Lady Astor might seem like a dream subject for a biographer — and in some ways she is — but she also poses some major problems. Just as she was a handful for those around her, from her husbands and children to her parliamentary colleagues, she makes it hard for someone writing about her to find the right tone. Her eccentricities, abrasiveness and downright rudeness, vocal bigotry against Roman Catholics and Jews, general intolerance, and at times, questionable political judgment that led her to become a symbol of appeasing the Nazis in the late 1930s complicate matters. These traits and actions make it easy for a biography to turn into an indictment, if not an outright condemnation.
Yet she possessed good qualities as well. Honesty, loyalty, a capacity for friendship for all sorts of people from youngsters to George Bernard Shaw, an intolerance for hypocrisy and an aversion to cant. Tenacity, grit, determination, spiritedness and courage were all necessary to triumph over the prejudice, expressed in ways petty and serious, that she encountered in the House of Commons, where she sat, always in a tiny minority of women, for more than a quarter-century. For the most part, Mr. Fort adopts a detached, neutral tone, preferring to present Lady Astor as she was, allowing readers to form their own judgments. This generally serves him — and them — well.
Sometimes this approach falters, however. It is arguably easy for a biographer who must possess a certain measure of sympathy for all but the most heinous subject to fall into the trap of special pleading or, worse, becoming an apologist. It is perfectly legitimate to provide evidence of Lady Astor acting contrary to what might have been expected:
“At the request of the Prime Minister [in 1943], her guests included the first black American general, whom Winston Churchill [generally speaking no admirer of Lady Astor’s] wanted to ensure was entertained just like any guest.”
But on the vexed matter of her role in fostering British appeasement of Adolf Hitler, Mr. Fort veers perilously close, to put it as generously as possible, to those minefields of excusal and apologia.
It is certainly true that, like many other appeasers, she was motivated by a sincere desire to avoid the horrors of another world war, which had cost the lives of so many, including people she deeply cared for.

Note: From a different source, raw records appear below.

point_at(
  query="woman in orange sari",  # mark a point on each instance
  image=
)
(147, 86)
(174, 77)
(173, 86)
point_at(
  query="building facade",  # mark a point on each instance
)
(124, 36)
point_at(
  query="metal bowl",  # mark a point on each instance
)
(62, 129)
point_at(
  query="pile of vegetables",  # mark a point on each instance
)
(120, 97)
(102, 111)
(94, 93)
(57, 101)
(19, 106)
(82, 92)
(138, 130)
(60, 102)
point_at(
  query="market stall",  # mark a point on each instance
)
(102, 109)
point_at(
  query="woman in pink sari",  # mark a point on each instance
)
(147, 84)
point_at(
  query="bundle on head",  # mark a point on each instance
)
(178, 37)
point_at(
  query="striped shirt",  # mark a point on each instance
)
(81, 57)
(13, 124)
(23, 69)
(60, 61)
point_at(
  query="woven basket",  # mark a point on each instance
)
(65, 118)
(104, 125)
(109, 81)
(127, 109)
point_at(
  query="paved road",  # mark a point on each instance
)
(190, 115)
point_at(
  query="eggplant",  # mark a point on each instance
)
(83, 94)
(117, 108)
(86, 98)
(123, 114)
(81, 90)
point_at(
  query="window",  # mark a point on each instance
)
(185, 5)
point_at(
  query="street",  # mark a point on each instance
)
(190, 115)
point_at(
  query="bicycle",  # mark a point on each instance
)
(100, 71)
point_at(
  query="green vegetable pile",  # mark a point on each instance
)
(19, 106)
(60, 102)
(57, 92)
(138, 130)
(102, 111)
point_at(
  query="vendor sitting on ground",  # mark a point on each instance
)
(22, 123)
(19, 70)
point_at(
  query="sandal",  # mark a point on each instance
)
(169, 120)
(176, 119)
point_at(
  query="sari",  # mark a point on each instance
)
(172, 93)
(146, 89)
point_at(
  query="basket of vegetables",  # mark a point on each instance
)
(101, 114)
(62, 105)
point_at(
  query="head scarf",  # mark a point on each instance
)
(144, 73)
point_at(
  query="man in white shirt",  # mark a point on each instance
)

It is also true that she was not alone in thinking that Germany had legitimate grievances about the treatment it received in the Versailles Treaty. There were indeed other prominent hostesses and political figures who entertained Ambassador Joachim von Ribbentrop when he was the spearhead of the Nazis’ charm offensive in London. Her profile and that of the “Cliveden Set” (named after her splendid country estate) was elevated by a crude caricature fostered by the sensational London press and based upon strident journalism by the communist Claud Cockburn.
But you can’t make bricks without some straw, and Lady Astor’s reputation as a leading light of appeasement was to some extent deserved. She was vocal in her grousing about Hitler’s treatment of Christian Science, of which she was a militant advocate, but less so about his treatment of Jews, and blind and unrealistic at best about his determination for world conquest through aggression.
When war arrived, though, patriotism came to the fore, and she supported her badly bombed constituents in Plymouth with characteristic vigor. She was even among the relatively few Conservative rebels whose vote in Parliament led to the replacement of Neville Chamberlain with Churchill as prime minister in 1940. Will you come away from this biography liking Lady Astor? Probably not. Admire her? Hard not to.
Martin Rubin is a writer and critic in Pasadena, Calif.